In the nineteenth and early twentieth centuries, a confluence of geopolitical, diplomatic, academic, artistic, and local interests in Istanbul paved the way for increased awareness of the Byzantine past as a rich and shared heritage. Pera Museum and the Istanbul Research Institute’s exhibition From Istanbul to Byzantium: Paths to Rediscovery, 1800–1955, curated by Brigitte Pitarakis, explores the central role of the Ottoman capital in shaping the emerging discipline of Byzantine studies.
In Istanbul’s lively and multicultural environment, a common passion arose in intellectual circles among people from diverse backgrounds, origins, and countries who had come together in newly established cultural and academic institutions focusing on Byzantium. As efforts to modernize the city gradually transformed the urban landscape, steps were taken to move away from the simplistic orientalist view of Constantinople as a fantastically picturesque city by adopting a rational approach to newly discovered or recently rediscovered antiquities. Those involved in documenting Istanbul’s Byzantine past not only blazed a trail in the conservation of the city’s cultural heritage, but also developed scientific methods of study in their search for certainty.

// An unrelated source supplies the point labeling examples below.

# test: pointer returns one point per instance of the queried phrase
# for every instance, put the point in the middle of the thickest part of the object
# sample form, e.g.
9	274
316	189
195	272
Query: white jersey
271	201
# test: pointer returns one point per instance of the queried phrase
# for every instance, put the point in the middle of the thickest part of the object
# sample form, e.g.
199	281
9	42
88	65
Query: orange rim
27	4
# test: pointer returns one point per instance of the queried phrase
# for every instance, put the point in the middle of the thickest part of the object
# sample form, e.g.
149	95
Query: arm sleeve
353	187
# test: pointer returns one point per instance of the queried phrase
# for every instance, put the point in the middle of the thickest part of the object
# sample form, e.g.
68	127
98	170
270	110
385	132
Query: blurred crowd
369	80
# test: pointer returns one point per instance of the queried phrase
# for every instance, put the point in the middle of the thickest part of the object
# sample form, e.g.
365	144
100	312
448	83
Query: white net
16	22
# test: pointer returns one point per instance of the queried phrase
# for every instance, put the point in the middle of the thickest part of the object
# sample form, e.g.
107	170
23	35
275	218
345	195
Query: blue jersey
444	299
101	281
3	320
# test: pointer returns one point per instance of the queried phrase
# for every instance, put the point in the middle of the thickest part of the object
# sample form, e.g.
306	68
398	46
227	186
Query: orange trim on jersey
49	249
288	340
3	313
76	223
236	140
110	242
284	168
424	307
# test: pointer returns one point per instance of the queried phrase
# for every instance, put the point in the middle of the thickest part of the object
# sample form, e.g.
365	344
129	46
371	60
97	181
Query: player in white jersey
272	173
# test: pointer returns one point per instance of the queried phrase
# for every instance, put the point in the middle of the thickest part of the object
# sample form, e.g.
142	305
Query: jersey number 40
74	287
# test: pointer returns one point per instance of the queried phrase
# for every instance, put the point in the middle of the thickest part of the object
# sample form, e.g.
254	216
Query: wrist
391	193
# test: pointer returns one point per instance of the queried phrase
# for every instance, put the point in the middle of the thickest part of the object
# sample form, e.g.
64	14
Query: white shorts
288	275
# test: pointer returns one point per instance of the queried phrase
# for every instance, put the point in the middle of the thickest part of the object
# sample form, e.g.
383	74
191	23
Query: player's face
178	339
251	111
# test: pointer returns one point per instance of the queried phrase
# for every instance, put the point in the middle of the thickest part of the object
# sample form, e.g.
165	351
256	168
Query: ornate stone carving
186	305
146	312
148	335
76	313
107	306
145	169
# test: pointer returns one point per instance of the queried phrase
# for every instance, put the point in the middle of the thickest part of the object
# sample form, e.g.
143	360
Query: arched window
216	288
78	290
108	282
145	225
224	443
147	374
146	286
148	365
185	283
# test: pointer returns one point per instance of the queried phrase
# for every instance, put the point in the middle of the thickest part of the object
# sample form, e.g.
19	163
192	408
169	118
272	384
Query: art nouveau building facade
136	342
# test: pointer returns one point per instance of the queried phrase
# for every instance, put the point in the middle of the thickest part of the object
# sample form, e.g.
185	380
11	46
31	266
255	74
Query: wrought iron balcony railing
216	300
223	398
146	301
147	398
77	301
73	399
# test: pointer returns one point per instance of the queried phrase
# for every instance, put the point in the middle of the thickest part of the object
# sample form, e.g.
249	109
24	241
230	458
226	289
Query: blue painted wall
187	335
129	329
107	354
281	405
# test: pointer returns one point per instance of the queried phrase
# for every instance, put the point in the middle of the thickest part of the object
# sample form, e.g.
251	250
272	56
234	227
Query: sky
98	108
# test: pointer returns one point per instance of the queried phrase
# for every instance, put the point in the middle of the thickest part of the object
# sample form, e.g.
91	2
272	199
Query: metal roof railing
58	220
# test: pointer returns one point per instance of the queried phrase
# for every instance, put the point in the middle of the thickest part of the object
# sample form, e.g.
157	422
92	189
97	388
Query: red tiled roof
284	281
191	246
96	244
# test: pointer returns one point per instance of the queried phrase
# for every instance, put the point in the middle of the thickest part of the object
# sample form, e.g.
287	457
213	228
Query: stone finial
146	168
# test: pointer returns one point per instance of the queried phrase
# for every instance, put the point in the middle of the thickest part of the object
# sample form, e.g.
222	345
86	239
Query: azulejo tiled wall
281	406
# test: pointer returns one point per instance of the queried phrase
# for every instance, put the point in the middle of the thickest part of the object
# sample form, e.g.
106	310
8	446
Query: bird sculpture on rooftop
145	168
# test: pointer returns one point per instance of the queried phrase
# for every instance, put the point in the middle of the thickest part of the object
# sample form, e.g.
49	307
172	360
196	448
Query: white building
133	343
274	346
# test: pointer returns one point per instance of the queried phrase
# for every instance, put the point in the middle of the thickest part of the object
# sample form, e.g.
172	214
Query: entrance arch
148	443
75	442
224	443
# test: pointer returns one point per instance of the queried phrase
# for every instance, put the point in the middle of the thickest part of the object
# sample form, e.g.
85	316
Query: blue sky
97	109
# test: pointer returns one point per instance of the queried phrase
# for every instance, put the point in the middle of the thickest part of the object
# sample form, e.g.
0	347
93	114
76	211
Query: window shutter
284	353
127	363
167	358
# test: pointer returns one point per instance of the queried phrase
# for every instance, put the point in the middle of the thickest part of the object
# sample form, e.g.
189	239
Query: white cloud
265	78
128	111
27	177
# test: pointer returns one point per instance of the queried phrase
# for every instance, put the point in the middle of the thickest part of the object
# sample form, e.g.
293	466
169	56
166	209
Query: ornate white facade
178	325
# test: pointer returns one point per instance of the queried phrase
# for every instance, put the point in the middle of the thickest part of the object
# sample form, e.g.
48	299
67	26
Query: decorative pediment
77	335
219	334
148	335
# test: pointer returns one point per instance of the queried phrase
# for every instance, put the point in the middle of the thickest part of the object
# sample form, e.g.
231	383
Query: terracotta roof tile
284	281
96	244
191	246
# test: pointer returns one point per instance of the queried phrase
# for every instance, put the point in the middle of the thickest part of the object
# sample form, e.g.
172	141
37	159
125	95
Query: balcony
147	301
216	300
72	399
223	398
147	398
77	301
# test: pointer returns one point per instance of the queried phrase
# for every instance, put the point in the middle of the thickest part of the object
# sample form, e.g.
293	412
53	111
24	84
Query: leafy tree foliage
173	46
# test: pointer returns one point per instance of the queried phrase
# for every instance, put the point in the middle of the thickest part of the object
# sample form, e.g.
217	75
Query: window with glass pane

These developments—leading toward a scientific approach to Byzantium and insufficiently studied until now—stand at the center of From Istanbul to Byzantium. They are documented through an impressive array of archival holdings, in particular the Byzantine collections of the Istanbul Archaeological Museums. The juncture of circumstances and activities that sparked an interest in Istanbul’s Byzantine past is contextualized by bringing together Byzantine artifacts along with related books, prints, maps, photographs, documents and paintings on loan from the Istanbul Archaeological Museums, Istanbul University’s Rare Books Library, the Ömer Koç, Suna and İnan Kıraç Foundation, the German Archaeological Institute in Istanbul, Galeri Nev İstanbul, Serap Kayhan, Dr. Safder Tarim, Büke Uras, the Birmingham East Mediterranean Archive, the EPHE, the Fonds Gabriel Millet, the Collège de France, the Fonds Thomas Whittemore, and the Bibliothèque nationale de France in Paris. In addition, 3D animation by A. Tayfun Öner helps bring to life the initial stages of the modern discovery of Byzantium and the path that led to its heritage becoming an area of academic study, conservation, and widespread interest.